Once inside the gate, the entire tour group (about 30) immediately headed toward the steps that led up to the Temple proper. Except us. We saw some guy giving archery lessons off to the side, so decided that the short time we had there was better spent learning how to defend ourselves from those violent tai chi people.
I think the last time I shot an arrow was in 8th or 9th grade with a friend in Montecito named John Schneider. Anyway, after brief instructions, I put the arrow on the string,…
…pulled it back,…
…and let go. I might even have hit the target if I had kept my eyes open.
We spent our last remaining 10 minutes looking at old jars,…
…old clothes,…
…and old chairs.
Upon exiting the Temple gate, we were comforted in knowing we had made the right decision to take archery lessons as the tai chi people had now armed themselves.
We hopped back onto the bus and went to Dujiangyan Dam, a very popular tourist site. A cute car took us in small groups to the official entrance.
We got separated temporarily from our group before getting our tickets, so we were forced to sit on a little footbridge and watch the pretty girls go by.
Finally, we entered the grounds, which is a large park with footpaths,…
…sculpted schrubs,…
…and waterfalls.
We came upon a large pond with large koi…
…and a not-so-large kid massacring them with a squirt gun.
There was the ever-present food stand with spicy snacks…
…and then a group of dances doing their thing for us passersby.
To get to our destination, we had to cross a narrow suspension bridge that was already swinging wildly over a raging river.
We approached the bridge…
…and wobbled across, pleased to see someone fixing the grip on one of the railings.
Our destination was a large amphitheater where we were going to watch one of those famous Chinese extravaganzas with hundreds of people dancing while telling a story. We were a little early and sat in a section with few people around us. Off to the right were a lot of people sitting in a shady part of the amphitheater, not realizing that, by the time the show started, they, too, would be in the sun.
This is what was in front of us:
Eventually, people started coming onto the “stage”
Soon we noticed that water was coming down the main stairway.
The whole show was about the history of the area and the importance of water and the building of the dam.
The hat on the lady in front of me was attractive to a predaceous insect aptly known as an “assassin bug.”
As the show progressed, the flow rate of the water increased.
The heroine arrives. How did she keep from slipping on the wet pavement?
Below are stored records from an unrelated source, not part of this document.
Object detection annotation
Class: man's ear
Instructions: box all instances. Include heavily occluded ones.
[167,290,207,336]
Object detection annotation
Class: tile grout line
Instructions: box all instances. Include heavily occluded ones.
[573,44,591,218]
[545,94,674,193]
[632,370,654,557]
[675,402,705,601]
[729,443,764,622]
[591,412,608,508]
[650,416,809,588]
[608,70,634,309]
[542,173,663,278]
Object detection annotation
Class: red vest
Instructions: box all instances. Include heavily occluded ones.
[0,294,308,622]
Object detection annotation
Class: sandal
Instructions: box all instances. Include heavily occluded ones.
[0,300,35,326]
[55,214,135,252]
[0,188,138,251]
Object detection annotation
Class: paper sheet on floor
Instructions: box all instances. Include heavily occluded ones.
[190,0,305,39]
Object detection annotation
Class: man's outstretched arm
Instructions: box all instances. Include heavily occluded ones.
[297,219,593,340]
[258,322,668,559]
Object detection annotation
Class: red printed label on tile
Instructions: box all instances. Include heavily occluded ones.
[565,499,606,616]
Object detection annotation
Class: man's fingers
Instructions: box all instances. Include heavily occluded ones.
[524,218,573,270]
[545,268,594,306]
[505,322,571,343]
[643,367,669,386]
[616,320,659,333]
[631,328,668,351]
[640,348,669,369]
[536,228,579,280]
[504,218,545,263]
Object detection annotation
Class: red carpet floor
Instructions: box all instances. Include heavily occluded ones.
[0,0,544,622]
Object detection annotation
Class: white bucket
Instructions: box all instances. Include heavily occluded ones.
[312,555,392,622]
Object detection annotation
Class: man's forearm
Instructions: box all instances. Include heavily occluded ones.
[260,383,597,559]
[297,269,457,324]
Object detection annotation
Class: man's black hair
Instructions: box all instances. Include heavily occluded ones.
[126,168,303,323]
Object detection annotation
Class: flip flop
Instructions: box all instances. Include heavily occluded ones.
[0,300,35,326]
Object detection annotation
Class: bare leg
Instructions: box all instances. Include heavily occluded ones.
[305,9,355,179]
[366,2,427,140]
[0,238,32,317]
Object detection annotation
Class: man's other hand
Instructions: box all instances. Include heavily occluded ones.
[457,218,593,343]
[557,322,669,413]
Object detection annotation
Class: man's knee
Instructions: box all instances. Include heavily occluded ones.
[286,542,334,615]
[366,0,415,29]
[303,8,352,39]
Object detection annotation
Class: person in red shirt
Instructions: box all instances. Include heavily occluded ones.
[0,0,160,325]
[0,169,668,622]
Special shoes?
I believe this dance depicts workers in the rice paddies.
As the sun rose higher, out came the umbrellas.
At least this one has an artistic origin.
The heroine is approached by the hero.
A couple of young acrobats or contortionists?
Occasionally, a couple performers would come right up to the seats.
Then out comes the big red banner…
…and fake trumpeters in blue.
Now, the wedding. As part of the traditional ceremony, the bride is helped to step slowly over a hibachi, which signifies the burning away of unlucky things, thus ensuring the couple will have a prosperous future.
Here’s an analogous photo from a real wedding.
The large red ribbon with the knot in the middle evidently represents something along the lines of the American saying of “tying the knot” when getting married.
And finally, the groom carries off the bride.
After one more jumping acrobat,…
…the music stops and the stage empties. Many people leave the amphitheater, not noticing that a small cabin is beginning to be revealed by rotating shrubs.
I get up to leave, but X23 tells me it’s not over. (She evidently had read about this online.) Indeed, there is now more music and dancing girls with large red lanterns.
In China, red lanterns during festivals, weddings, and Chinese New Year, like firecrackers, means life will be more prosperous.
Then we see outside the cabin that the wandering son is greeted warmly by his parents while people continue to leave, unaware.
The show continues, with more banners (yellow and white this time) coming out,…
…and as more water emerges, the performers wave goodbye.
Finally, we leave…
…and we’re the last two onto the tour bus: all the others left at the fake ending. They gave us nasty looks.